La grande industrie n'a pas besoin d'une loi pour s'offrir un délai de grâce

Un parc technologique composé d'une vingtaine de micro ou petites entreprises, sera toujours plus petit que ces colosses que sont les grandes entreprises, sans parler des multinationales. Or ces colosses pratiquent de fait, dans le cadre de leurs entreprises, à l'intérieur de leur propre système, le délai de grâce ! Leurs ingénieurs se consultent. Leurs inventions sont longuement testée, bien protégées entre quatre murs. Leurs spécialistes font leurs enquêtes sur les marchés potentiels. Leurs bureaux de brevets prennent en main toute la partie juridique, déposant les brevets au moment où ils le jugent opportun.

L'Internet mène à tout

Mais il y a surtout l'Internet, le e-mail et le Web site, bref cette électronique qui bouleverse notre société comme ce fut le cas, il y a des siècles, avec la découverte de l'imprimerie. Un nouvel environnement est né. Il a chamboulé la communication : plus de distances, plus de frontières. Une nouvelle culture est née : libre, rapide, universelle, on partage ses connaissances, ses compétences. Un formidable potentiel interactif bourgeonne sur notre planète Terre et, que cela plaise ou non, personne ne pourra l'arrêter.

Et nos inventeurs dans tout ça ? En offrant le libre accès à l'information - et de plus à un prix dérisoire - l'Internet fissure l'un des fondements même du système de brevets européen, à savoir la notion de la nouveauté absolue sans aucune exception, et celle du secret. Comment ne pas voir, alors, qu'un délai de grâce s'impose de lui-même ?

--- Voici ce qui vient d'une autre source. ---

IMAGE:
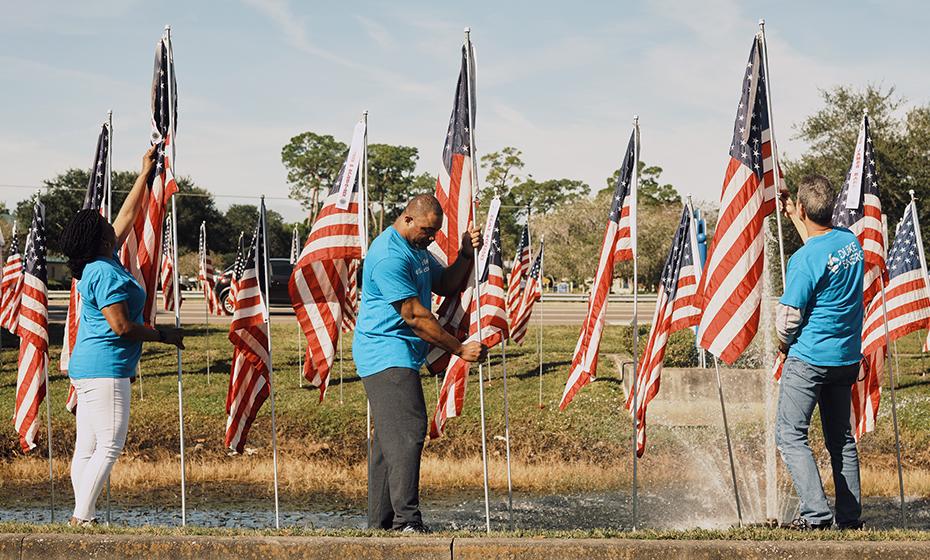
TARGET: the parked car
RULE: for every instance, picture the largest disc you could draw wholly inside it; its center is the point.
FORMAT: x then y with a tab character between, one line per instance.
277	289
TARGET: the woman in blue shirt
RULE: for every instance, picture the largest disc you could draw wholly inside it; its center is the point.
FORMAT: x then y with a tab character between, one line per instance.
109	342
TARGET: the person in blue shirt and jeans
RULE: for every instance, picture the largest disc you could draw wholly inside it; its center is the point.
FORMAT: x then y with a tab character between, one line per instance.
819	325
109	342
394	332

Les possibilités de l'Internet sont sans limites, n'oublions pas que nous n'en connaissons encore aujourd'hui que quelques unes. Des expositions virtuelles d'inventions existent déjà. Une de nos associations, celle de la Hongrie, a d'ailleurs lancé en mars dernier une grande première : un concours international d'inventions avec un jury virtuel, chaque juré étant tranquillement chez lui, quelque part dans le monde, assis devant son petit écran. Des prototypes virtuels (eh oui !) existent bel et bien aujourd'hui. Saisis sur Internet, ils sont ensuite enregistrés sur video. On voit l'invention sous tous les angles, en couleurs, animée, avec un commentaire, et même parfois agrémentée d'une musique de fond. De cette video, l'inventeur fait des copies qu'il envoie ensuite simultanément à des acheteurs potentiels - lesquels sont d'ailleurs parfois concurrents entre eux. C'est dire qu'on sera bien forcé de dire bientôt adieu à l'accord de confidentialité, un accord extrêmement difficile à obtenir de toute façon de la part d'un inventeur indépendant.